Song by the Doors

from the album Waiting for the Sun
- Released: July 3, 1968
- Recorded: February–May 1968
- Genre: Proto-metal, R&B
- Length: 4:24
- Label: Elektra
- Songwriter: The Doors
- Producer: Paul A. Rothchild

= Five to One =

Song by the Doors

"Five to One" is a song by American rock band the Doors, from their 1968 album Waiting for the Sun. The song's lyrics were written by lead singer Jim Morrison but officially credited to the whole band. It was described as "revolutionary sloganeering".

==Composition==

Unlike some of the Doors tracks, "Five to One" was created in the studio. According to music journalist Gillian G. Gaar, the song originated during a session when Morrison asked drummer John Densmore to lay down a 4/4 beat to which he inserted the lyrics. The song is consistently applied at 4/4 time signature, accompanied by a distorted sound of drums and bass.

The tune features a rhythm and blues vibe, and has been considered as an origin of the heavy metal genre. Critic Matthew Greenwald of AllMusic described Robby Krieger's guitar playing as "a menacing, proto-heavy metal", and on "top of that, John Densmore's relentless, almost march-rhythm drums take the song through various sections with a convincing power."

===Lyrics===
Morrison asserted that the song's lyrics are not political. Part of the song ("Your ballroom days are over, baby/ Night is drawing near/ Shadows of the evening/ crawl across the years"), was seemingly lifted from the 19th-century hymnal and bedtime rhyme "Now the Day Is Over" ("Now the day is over/ Night is drawing nigh/ Shadows of the evening/ Steal across the sky") by Morrison. Similarly, Morrison quoted the "Christian child's prayer" in a live version of "Soul Kitchen" sung in 1969, and also seemingly altered the children's rhyme "Jack be nimble, Jack be quick, Jack jump over the candlestick" to suit part of his poem "Curses, Invocations" in An American Prayer ("Words dissemble/ Words be quick/ Words resemble walking sticks").

==Public performances==
The song's most famous performance was at the 1969 Miami concert at the Dinner Key Auditorium. Towards the end of the performance, a drunken Morrison declared the audience "idiots" and "slaves". The concert would end with Morrison being accused of "attempting to incite a riot" among the concert goers, resulting in his arrest, and later conviction, for indecent exposure.

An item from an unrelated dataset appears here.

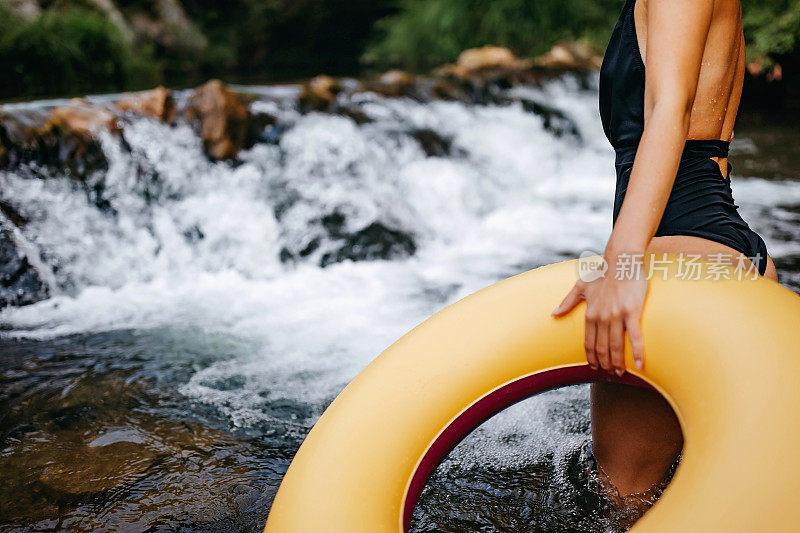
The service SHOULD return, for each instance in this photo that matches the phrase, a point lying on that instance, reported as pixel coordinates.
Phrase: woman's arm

During the post-Morrison appearance of the Doors on VH1 Storytellers in 2000, Scott Weiland of Stone Temple Pilots accepted the role of lead vocalist. Densmore said Weiland was one of the few frontmen who could "fill Jim's leather pants". Weiland said that "Five to One" inspired him to begin his career in rock music. In 2012, Ray Manzarek and Krieger recorded a live version of "Five to One" in the Sunset Strip Music Festival with Marilyn Manson on vocals.

==Legacy==
The guitar solo on Pearl Jam's "Alive" was based on Ace Frehley's guitar solo on the Kiss song "She", which was in turn based on Robby Krieger's solo in "Five to One". In 2001, producer Kanye West sampled the song to form the beat of Jay-Z's diss song of Nas and Mobb Deep called "Takeover", also used in the Lordz of Brooklyn song "White Trash". According to Rob Hughes of Classic Rock, the song's intro "pre-figures the sick throb of Talking Heads' 'Psycho Killer. Some have also suggested that Oasis' song "Waiting for the Rapture" borrows from "Five to One". The lyric featured in the track, "No one here gets out alive", was used as the title for the 1980 Morrison biography No One Here Gets Out Alive. Stereogum declared "Five to One" the "best song the band ever recorded", while the British daily newspaper, The Guardian, ranked it fifth on their 2015 respective list.